While the Colonials remain perfect at 6-0 in the A-10 play and off to their best 19-game start in their school history with their 15-game winning streak equalling the third-longest ever by a GW team and ties Long Beach State for the fifth-longest active streak in D-1, Tsipis said the fact that they have held their third straight opponent to less than 60 points bodes well for what their offence is capable of with Jones being a pivotal factor.

“We play one more games before we get a bye in the schedule, but I’m excited because we have been able to be consistent whether it’s home or away and right now as one of the teams playing the best basketball in the nation, you’re going to get everybody taking a shot at you every night, especially now that we are ranked 24th in the nation,” he said.

“We understand that there is a giant target on our back, but I think our kids have been very humble and I think they understand that it’s one game at a time and that no one game is any more important than the other. They are all important in leading us to the A-10 championship, which is our ultimate goal.”

Jones, on the other hand, said she just wants to see her team play as best as they can. “It’s really fun to be a part of something that is so special with the winning streak,” she noted. “But every game and every practice, coach always challenges us to not worry about the streak, but just really look at the next game as the next challenge and so we try to overcome that challenge. Once we do that, everything else will fall into play.”

As a Bahamian, Jones said there’s a lot she’s carrying on her shoulders, but she’s eager to play her part.

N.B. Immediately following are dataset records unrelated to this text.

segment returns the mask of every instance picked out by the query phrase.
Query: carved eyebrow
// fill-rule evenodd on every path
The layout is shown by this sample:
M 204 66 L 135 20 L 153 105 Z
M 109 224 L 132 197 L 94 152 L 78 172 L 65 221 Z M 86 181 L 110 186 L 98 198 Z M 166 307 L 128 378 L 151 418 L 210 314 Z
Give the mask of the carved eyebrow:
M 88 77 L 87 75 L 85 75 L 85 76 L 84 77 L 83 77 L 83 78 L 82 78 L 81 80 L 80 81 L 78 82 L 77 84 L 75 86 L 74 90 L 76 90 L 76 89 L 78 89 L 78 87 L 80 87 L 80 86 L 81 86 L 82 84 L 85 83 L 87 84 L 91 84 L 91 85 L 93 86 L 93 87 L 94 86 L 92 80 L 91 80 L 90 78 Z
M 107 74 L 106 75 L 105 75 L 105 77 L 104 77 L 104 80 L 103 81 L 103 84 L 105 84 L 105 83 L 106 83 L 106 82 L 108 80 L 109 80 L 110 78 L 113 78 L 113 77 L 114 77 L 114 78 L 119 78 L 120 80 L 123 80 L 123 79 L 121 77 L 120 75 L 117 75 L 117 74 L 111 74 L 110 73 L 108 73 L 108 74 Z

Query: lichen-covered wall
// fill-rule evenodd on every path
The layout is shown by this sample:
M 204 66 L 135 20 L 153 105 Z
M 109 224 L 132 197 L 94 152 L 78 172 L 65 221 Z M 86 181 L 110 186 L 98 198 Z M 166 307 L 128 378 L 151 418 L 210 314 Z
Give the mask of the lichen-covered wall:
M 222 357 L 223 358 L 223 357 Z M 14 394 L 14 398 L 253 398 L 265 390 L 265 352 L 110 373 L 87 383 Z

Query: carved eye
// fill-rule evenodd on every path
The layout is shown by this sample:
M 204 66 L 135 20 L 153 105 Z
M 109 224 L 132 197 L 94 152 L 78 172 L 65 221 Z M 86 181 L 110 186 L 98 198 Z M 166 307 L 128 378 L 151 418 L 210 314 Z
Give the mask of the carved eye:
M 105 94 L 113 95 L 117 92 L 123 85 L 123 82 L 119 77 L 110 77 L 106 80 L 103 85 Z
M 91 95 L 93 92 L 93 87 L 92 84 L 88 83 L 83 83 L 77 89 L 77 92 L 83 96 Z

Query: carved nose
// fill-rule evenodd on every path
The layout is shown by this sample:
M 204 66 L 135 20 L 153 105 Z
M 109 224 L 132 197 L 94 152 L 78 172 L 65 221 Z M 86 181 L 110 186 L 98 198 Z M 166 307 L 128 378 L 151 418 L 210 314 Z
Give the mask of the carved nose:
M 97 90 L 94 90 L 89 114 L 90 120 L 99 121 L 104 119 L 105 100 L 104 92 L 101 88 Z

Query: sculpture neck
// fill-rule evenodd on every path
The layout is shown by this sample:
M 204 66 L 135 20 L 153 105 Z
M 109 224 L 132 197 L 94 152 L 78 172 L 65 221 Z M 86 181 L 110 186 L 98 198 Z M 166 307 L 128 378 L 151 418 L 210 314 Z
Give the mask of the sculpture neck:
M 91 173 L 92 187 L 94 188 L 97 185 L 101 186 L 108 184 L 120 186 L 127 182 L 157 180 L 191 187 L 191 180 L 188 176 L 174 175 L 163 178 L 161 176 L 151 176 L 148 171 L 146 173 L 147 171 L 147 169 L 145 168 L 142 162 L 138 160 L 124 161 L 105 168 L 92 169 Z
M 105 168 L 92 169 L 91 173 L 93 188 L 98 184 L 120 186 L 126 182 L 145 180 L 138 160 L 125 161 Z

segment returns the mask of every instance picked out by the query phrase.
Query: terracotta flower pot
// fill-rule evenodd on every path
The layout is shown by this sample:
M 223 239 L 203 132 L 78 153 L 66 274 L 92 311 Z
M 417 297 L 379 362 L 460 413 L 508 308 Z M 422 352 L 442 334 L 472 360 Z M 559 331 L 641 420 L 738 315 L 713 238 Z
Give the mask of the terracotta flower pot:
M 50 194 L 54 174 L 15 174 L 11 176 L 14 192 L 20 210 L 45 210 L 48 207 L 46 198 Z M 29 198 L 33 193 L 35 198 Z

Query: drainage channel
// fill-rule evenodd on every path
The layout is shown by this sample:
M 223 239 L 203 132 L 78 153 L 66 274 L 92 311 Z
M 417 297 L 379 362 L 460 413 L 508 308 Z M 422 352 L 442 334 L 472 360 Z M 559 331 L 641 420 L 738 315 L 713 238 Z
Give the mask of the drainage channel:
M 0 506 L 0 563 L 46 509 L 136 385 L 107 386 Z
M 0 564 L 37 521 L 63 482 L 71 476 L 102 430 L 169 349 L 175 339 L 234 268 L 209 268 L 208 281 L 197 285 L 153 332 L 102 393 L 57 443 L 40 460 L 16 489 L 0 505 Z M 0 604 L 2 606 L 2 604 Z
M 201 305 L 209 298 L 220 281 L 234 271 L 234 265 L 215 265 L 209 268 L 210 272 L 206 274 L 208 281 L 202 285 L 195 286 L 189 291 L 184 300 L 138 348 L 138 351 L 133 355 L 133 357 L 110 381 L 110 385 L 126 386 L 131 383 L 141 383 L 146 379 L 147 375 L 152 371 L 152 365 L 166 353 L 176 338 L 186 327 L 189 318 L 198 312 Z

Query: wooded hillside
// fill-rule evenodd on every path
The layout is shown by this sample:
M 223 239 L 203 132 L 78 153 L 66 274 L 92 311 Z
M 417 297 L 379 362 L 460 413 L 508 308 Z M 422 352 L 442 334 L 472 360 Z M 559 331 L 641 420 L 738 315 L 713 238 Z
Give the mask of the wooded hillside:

“To come from the Bahamas and to be able to do all this great stuff is awesome, but for me, it’s not able looking at me being over here and doing what I’m doing, but it’s about trying to get more Bahamians to come over and follow their dreams,” she said. “So it’s great to kind of continue to pave the way for those who are coming behind me.”

While this is the first Bahamian that he has come in contract with, Tsipis has admitted that after taking the Colonials to the Bahamas to play in the Thanksgiving Tournament in Jones’ hometown of Grand Bahama in November, he got a better appreciation of the work ethic that she brings to GW as they visited the background where she came from and that helped her teammates as well.

“There’s nobody else like her in our league,” said Tsipis as he made the comparison to Jones as she gets lined up for the prestigious award. “But on a national scale, there are very few players who have her skills and her size. I think Breanna Stewart of the No.2 University of Connecticutt Huskies is the only other player who can affect things on the defensive end and handle the ball.

“I think people are seeing that potential in her the same way that have been seeing in her. So it’s extraordinary, but the thing I like about Jonquel is that it doesn’t change her at all. She is a phenomenal teammate, she puts the team success ahead of any individual goals and there are times that we think she is too unselfish. But based on all that she has achieved, we have taken care of business.”

The trip home, according to Jones, was great for bonding their team because they “ate a lot of conch, did some dancing and we won the championship.”

But she said it would be an even greater feeling at the end of the season if the Colonials can hoist another title in the air as they celebrate the A-10 championship victory and she can go back to Grand Bahama to show off.

As the future looms in the horizon, Tsipis said they have a cordial relationship with the Washington Mystics of the Women’s National Basketball Association (WNBA), which has been in and out of their programme, pushing Jones in practice and games in a view of getting her ready for the next level.

“She has responded to some of the feedback and so without question, as a sophomore, she was already on their radar and they continue to come, so it’s great to have them come there and give their perspectives on things,” Tsipis said. “Without question, she’s somebody I know they are looking at with high expectations to being drafted very high when she’s finished college.”

Jones, the daughter of Ettamae and Preston Jones, wants to set an example for her siblings - two brothers David and Tino and four sisters Danielle, Niya, Juanita and Prestina.

So far, she has set a fine example for the Jones, the Bahamas and the Colonials.